Nov 2nd, ‘23/5 min read
Real-Time Canary Deployment Tracking with Argo CD & Levitate
Use Levitate's powerful domain events to track success of canary rollouts via ArgoCD

Software systems are all about changes, which can be internal or external. Having observability around the changes and their impact on the systems makes it much easier for teams to understand what caused the incident or degradation and take action in real time without wasting precious time.
Most of your outages are probably caused by a change and having observability around that will make a lot of difference https://t.co/qq6LsYvztv
— krishnanand n b (@krishnanandnb) October 28, 2023
All changes are caused by events, these can be deployment events, scale up events, traffic patterns shifting from BAU or even configuration changes affecting state of system. What if our monitoring system can track these events and then keep that context while monitoring the systems? That context will help us understand why something happened faster than finding a needle in a haystack.
Typically, you will emit golden signals or RED metrics from applications to monitor and track their performance with a monitoring system.

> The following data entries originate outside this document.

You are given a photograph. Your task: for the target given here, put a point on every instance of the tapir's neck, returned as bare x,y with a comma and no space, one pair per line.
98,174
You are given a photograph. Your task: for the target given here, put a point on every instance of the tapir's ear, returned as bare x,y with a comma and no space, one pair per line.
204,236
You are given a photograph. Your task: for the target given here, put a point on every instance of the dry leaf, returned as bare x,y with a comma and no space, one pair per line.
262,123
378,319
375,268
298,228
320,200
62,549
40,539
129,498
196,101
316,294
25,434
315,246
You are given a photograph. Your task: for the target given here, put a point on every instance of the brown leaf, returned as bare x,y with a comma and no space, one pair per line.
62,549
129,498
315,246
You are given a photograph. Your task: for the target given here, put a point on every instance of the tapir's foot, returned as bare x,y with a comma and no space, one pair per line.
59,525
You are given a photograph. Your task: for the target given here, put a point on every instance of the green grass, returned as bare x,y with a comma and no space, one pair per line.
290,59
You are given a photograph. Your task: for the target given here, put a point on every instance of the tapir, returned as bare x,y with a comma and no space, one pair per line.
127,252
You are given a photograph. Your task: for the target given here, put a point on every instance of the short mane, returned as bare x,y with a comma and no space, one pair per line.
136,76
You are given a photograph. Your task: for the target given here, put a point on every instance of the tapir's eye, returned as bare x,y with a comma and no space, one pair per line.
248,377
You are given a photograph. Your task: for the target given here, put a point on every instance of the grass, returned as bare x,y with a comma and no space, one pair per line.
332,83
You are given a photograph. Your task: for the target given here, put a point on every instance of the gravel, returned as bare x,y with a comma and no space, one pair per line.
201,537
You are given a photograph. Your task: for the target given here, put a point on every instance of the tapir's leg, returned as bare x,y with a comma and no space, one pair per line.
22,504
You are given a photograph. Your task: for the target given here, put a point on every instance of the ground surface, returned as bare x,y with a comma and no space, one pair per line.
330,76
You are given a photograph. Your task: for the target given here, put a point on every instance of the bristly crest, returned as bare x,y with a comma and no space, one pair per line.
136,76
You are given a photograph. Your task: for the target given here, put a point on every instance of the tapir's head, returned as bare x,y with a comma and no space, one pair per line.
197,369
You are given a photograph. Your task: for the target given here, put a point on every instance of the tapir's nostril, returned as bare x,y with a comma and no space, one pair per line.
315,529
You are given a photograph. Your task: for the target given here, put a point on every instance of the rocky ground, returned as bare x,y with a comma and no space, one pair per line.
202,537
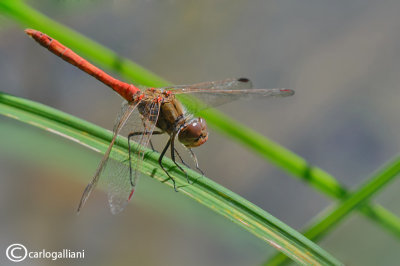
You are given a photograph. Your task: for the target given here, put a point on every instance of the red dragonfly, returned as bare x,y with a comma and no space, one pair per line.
157,108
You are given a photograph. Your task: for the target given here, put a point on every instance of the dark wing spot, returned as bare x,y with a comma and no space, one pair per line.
243,80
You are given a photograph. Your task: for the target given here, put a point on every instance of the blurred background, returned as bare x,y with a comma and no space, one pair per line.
342,59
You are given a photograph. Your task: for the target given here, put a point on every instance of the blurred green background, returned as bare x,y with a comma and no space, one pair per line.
341,58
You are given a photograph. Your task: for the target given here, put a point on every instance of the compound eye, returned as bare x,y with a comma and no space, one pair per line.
194,133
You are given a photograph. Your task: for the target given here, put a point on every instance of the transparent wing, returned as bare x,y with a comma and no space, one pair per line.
216,93
121,181
123,116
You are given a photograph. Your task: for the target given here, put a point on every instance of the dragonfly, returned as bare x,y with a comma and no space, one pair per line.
152,111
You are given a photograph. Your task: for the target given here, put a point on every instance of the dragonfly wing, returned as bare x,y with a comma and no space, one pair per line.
125,113
216,93
123,176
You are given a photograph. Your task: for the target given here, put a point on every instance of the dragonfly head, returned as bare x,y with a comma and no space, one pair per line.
194,133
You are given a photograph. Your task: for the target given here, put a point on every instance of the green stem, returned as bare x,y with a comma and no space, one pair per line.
321,226
205,191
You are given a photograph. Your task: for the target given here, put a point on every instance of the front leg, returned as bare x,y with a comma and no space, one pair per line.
131,135
162,167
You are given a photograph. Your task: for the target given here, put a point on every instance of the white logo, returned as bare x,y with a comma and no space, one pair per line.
16,252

In this blog post, I will show you a scenario of how Levitate - our managed time series warehouse- empowers you to do more and observe change events. We will track canary releases via ArgoCD rollouts with Levitate.
Levitate enables correlating events from various sources such as CI/CD, orchestrator, and external systems with other applications and infra metrics to provide contextual alerts and understand system behavior.

Setup
In this setup, I am using a typical canary rollout using Argo Rollouts via Helm charts, where the canary gets deployed progressively to more percentages of users like 20%, 40%, 60%, and so on. Anytime the performance of the canary degrades, I want to roll it back without affecting more users.
Each rollout goes via two stages as follows. We start and stop the rollout before going to the next stage.

After rolling out the canary at each stage, we wait for a specified time to receive the requests from actual users and then analyze whether the step was successful. Typically, we want to ensure the users are not facing any errors with the canary.
We already have RED metrics emitted from the application that goes to Levitate. These metrics tell us how the application performs at any rollout stage and during BAU.
Here is the complete code example to follow along: https://github.com/pree-dew/canary-deployment-with-argo-helm
Utilizing Levitate's Domain Events
Levitate provides an API to consume "Domain Events" over HTTP. This endpoint allows pushing the events to Levitate.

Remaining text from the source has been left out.